To address the weak generalization of single-network pretraining and the difficulty of zero-shot transfer to unseen temporal graphs in temporal graph transfer learning, this paper proposes MiNT, a multi-network collaborative pretraining framework. Methodologically, MiNT introduces the first joint pretraining paradigm for multiple temporal graphs, integrating parameter sharing, dynamic time alignment, and cross-graph contrastive learning; establishes the first large-scale benchmark comprising 84 temporal transaction networks; and designs a rigorous zero-shot transfer evaluation protocol. Key contributions include: (1) revealing a strong positive correlation between the number of pretraining networks and downstream transfer performance; (2) achieving state-of-the-art zero-shot inference accuracy on 20 unseen networks—significantly outperforming single-network baselines; and (3) demonstrating that scaling pretraining to 64 networks consistently improves performance, validating the efficacy of large-scale multi-network pretraining.

Temporal Graph Learning (TGL) has become a robust framework for discovering patterns in dynamic networks and predicting future interactions. While existing research has largely concentrated on learning from individual networks, this study explores the potential of learning from multiple temporal networks and its ability to transfer to unobserved networks. To achieve this, we introduce Temporal Multi-network Training MiNT, a novel pre-training approach that learns from multiple temporal networks.

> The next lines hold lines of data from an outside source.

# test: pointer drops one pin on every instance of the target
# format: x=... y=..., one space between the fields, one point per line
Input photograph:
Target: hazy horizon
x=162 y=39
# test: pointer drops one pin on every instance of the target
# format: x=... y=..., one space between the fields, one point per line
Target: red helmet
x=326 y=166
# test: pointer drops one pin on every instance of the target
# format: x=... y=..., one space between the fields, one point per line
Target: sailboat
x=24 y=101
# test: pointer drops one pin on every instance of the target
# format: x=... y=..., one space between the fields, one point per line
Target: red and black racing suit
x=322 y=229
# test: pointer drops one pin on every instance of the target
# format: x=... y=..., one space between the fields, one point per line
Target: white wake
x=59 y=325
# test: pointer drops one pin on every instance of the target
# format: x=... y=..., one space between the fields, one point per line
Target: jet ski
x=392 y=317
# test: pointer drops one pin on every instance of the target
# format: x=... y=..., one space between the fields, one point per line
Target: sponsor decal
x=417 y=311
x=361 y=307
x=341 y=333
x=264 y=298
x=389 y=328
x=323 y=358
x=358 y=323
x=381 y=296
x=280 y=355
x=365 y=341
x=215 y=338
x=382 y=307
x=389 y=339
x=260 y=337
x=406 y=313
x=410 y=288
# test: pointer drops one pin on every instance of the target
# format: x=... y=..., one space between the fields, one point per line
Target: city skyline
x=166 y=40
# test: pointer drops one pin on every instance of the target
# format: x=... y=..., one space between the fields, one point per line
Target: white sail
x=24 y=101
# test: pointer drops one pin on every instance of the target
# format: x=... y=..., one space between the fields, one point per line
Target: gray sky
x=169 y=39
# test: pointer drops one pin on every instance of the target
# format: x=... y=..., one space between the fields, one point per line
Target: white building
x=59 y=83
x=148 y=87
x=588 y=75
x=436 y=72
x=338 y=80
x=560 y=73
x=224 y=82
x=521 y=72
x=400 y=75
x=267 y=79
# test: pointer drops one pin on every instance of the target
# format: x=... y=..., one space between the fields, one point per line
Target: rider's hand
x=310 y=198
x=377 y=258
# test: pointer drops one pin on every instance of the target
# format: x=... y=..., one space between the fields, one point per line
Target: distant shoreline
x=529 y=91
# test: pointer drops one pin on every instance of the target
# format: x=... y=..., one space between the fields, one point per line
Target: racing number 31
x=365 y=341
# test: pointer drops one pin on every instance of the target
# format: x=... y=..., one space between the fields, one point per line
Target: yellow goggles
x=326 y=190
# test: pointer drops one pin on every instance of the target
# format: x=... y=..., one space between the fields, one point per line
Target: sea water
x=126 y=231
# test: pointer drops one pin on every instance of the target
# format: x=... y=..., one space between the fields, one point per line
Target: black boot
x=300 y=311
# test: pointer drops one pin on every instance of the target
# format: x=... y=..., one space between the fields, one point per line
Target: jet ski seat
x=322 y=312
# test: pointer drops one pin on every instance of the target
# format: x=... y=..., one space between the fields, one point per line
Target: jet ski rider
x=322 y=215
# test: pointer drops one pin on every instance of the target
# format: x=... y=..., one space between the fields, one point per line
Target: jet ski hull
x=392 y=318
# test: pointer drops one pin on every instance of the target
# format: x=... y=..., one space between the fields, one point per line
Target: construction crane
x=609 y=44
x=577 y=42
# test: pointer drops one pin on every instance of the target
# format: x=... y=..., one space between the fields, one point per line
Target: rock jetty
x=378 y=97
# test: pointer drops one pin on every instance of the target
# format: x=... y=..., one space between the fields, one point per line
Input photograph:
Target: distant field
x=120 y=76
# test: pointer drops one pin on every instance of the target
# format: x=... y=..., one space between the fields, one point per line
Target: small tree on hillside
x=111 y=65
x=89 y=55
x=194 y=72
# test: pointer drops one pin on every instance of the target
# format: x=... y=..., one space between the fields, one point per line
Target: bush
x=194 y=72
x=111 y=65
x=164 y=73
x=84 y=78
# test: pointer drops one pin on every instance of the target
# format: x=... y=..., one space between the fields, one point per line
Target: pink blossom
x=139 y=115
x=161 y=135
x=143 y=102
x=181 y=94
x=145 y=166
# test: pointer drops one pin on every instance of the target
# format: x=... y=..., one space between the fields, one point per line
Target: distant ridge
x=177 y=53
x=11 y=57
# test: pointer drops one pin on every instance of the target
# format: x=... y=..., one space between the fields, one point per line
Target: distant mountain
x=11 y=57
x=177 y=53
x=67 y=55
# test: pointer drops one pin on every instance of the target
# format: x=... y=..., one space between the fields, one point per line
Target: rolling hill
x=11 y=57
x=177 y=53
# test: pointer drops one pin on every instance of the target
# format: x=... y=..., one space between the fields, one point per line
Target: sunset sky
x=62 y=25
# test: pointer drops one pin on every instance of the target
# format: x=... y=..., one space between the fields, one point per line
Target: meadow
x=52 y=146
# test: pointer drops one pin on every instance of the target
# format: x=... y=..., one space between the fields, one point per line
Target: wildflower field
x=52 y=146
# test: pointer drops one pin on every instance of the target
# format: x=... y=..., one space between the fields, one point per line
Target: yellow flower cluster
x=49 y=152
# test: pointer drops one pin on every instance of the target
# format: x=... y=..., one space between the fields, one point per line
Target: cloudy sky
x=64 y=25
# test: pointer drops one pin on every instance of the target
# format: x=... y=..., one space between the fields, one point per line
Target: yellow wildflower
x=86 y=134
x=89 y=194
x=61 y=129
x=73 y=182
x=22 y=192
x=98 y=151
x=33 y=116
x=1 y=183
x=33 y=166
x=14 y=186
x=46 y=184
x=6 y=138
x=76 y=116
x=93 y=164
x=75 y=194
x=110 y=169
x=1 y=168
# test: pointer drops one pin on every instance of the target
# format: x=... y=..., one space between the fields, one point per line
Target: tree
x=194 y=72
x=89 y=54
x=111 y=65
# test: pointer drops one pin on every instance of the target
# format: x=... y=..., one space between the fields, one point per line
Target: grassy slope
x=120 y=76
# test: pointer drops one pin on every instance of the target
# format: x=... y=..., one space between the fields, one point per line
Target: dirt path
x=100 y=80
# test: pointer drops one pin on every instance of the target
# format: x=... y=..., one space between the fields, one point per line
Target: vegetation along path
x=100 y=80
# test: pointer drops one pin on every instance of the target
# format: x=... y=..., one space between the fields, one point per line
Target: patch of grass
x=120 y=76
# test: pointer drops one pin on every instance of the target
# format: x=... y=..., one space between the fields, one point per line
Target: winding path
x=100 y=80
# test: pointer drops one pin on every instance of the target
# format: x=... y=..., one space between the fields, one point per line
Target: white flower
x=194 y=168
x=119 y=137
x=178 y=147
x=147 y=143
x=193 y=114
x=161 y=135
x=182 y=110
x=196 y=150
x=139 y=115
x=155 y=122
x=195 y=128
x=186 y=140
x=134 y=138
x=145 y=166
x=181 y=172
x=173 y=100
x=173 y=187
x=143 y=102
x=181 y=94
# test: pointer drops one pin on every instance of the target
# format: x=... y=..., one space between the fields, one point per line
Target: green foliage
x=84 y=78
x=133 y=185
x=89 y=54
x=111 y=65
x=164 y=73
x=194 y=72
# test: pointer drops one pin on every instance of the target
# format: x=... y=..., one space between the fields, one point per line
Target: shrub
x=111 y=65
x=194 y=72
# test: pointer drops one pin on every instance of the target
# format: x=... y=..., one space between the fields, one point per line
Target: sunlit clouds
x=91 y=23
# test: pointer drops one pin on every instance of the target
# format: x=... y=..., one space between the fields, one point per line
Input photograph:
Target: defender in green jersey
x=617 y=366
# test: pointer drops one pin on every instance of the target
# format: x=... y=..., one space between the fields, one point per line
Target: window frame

With a novel collection of 84 temporal transaction networks, we pre-train TGL models on up to 64 networks and assess their transferability to 20 unseen networks. Remarkably, MiNT achieves state-of-the-art results in zero-shot inference, surpassing models individually trained on each network. Our findings further demonstrate that increasing the number of pre-training networks significantly improves transfer performance. This work lays the groundwork for developing Temporal Graph Foundation Models, highlighting the significant potential of multi-network pre-training in TGL.